Ci sono vittime anche tra la popolazione civile. A denunciarlo è un Report della Caritas Internationalis sulla situazione in Nagorno Karabakh e sulle conseguenze dell’azione militare condotta dall’Azerbaigian contro la pacifica popolazione armena dell’Artsakh. Giunto al Sir tramite mons. Mikael Bassalé, amministratore apostolico dei cattolici di rito armeno, secondo l’Ufficio per la difesa dei diritti umani del Nagorno Karabakh, ci sono almeno 200 morti e più di 400 feriti. Il numero dei feriti tra la popolazione civile supera le 40 persone, tra cui 13 bambini. Al momento si contano 10 morti civili accertati, tra cui 5 bambini. Si prevede che questi numeri aumenteranno anche perché le comunicazioni in Nagorno Karabakh sono fortemente limitate. Il Report racconta che le forze armate azere sono riuscite a prendere il controllo di alcune alture e strade strategiche in Nagorno Karabakh, nonché di diverse comunità. Hanno anche interrotto i collegamenti stradali tra alcune parti della Regione, creando ulteriori blocchi locali. “Le forze armate azere hanno catturato 150 civili dal villaggio di Taghavard – si legge ancora nel Report – e ci sono anche rapporti non ufficiali di uccisioni di massa. Esiste un rischio crescente che la popolazione pacifica venga sottoposta a massacri”. Secondo Gegham Stepanyan, difensore civico per i diritti umani in Nagorno Karabakh, oltre 7.000 persone sono state evacuate da 16 comunità civili delle regioni di Askeran, Martakert, Martuni e Shoushi. Circa 20.000 civili sono rimasti bloccati nella città di Martakert, impossibilitati a evacuare e, secondo quanto riferito, ora sotto assedio. Sempre secondo rapporti non ufficiali, circa 10.000 persone sono bloccate nell’aeroporto di Stepanakert senza acqua, cibo e altri beni di prima necessità. Fonti non ufficiali fanno sapere che l’Azerbaigian ha consegnato alle autorità Nagorno Karabakh un elenco di cittadini che dovrebbero essere consegnati all’Azerbaigian precisando che lo scambio è una condizione perché venga aperto il corridoio umanitario.

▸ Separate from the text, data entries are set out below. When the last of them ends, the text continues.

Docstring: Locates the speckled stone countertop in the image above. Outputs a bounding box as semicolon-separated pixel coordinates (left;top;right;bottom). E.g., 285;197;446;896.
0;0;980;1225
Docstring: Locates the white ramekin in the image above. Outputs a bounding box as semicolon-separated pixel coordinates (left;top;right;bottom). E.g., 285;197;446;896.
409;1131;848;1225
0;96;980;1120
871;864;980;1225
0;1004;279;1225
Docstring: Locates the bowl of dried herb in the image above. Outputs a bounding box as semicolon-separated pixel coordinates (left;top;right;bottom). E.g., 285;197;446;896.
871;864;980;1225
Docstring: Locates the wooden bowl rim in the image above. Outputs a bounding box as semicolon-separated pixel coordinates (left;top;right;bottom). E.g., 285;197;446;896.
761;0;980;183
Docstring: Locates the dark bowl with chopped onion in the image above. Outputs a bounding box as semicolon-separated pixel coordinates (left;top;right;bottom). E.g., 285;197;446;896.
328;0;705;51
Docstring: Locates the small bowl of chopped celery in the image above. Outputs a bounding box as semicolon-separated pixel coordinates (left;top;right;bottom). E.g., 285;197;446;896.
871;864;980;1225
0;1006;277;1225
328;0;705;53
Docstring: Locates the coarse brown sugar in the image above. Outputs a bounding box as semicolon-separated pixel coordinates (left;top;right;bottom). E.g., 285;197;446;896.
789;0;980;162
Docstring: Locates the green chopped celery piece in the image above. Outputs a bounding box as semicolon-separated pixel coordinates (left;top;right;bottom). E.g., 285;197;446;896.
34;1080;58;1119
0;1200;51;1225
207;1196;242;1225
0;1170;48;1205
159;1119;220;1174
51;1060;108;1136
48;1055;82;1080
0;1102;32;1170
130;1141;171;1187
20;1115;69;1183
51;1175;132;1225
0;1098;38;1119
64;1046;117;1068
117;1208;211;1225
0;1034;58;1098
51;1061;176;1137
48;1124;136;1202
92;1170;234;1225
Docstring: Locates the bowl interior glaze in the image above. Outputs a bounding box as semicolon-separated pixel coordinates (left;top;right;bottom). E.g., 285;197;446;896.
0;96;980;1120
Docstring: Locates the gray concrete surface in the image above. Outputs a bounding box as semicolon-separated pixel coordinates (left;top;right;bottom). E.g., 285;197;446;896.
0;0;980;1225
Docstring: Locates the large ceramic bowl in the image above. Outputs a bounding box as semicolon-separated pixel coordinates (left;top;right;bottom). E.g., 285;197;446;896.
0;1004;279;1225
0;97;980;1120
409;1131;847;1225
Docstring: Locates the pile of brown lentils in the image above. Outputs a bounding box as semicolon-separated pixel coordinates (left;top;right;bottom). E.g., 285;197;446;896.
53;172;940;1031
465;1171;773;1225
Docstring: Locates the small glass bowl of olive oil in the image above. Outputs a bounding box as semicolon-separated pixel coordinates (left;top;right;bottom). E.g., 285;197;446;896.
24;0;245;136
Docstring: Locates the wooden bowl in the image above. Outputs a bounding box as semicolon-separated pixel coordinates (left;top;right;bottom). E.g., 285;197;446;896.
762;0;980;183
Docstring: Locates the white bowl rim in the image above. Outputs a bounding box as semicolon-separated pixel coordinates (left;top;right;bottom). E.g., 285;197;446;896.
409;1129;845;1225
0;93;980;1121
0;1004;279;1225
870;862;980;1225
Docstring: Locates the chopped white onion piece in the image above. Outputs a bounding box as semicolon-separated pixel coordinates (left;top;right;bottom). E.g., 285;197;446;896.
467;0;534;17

“La Caritas armena sta osservando da vicino gli sviluppi”, si legge nel Report, ed ha convocato un incontro ad hoc per discutere la situazione e le azioni di risposta, volte in particolare per aiutare le persone che sono state evacuate dall’Artsakh. Gli operatori Caritas parteciperanno alle riunioni di coordinamento nazionale del Ministero degli Affari Sociali, che è responsabile del coordinamento degli sforzi di risposta alle emergenze e dopo aver effettuato una valutazione dei bisogni locali sul numero degli sfollati, si progetterà “una risposta rapida e una raccolta fondi”. La Caritas verificherà anche se sul campo c’è rischio che i diritti delle persone nell’Artsakh vengano violati in termini di divieto di evacuazione in Armenia.
I leader di Stati Uniti, Francia, Germania e Unione europea hanno sollecitato l’immediata sospensione dell’offensiva azera. Il cancelliere tedesco Olaf Scholz ha affermato che Baku deve “fermare immediatamente gli attacchi e tornare alla diplomazia”. Anche l‘Unione Europea ha condannato l’escalation militare, ha chiesto l’immediata cessazione delle ostilità e all’Azerbaigian lo stop delle attuali attività militari. Mercoledì scorso, anche Papa Francesco ha chiesto la fine del conflitto nel Nagorno-Karabakh: “Ieri ho appreso notizie inquietanti dal Nagorno Karabakh, nel Caucaso meridionale, dove la già critica situazione umanitaria è ora aggravata da ulteriori scontri armati”.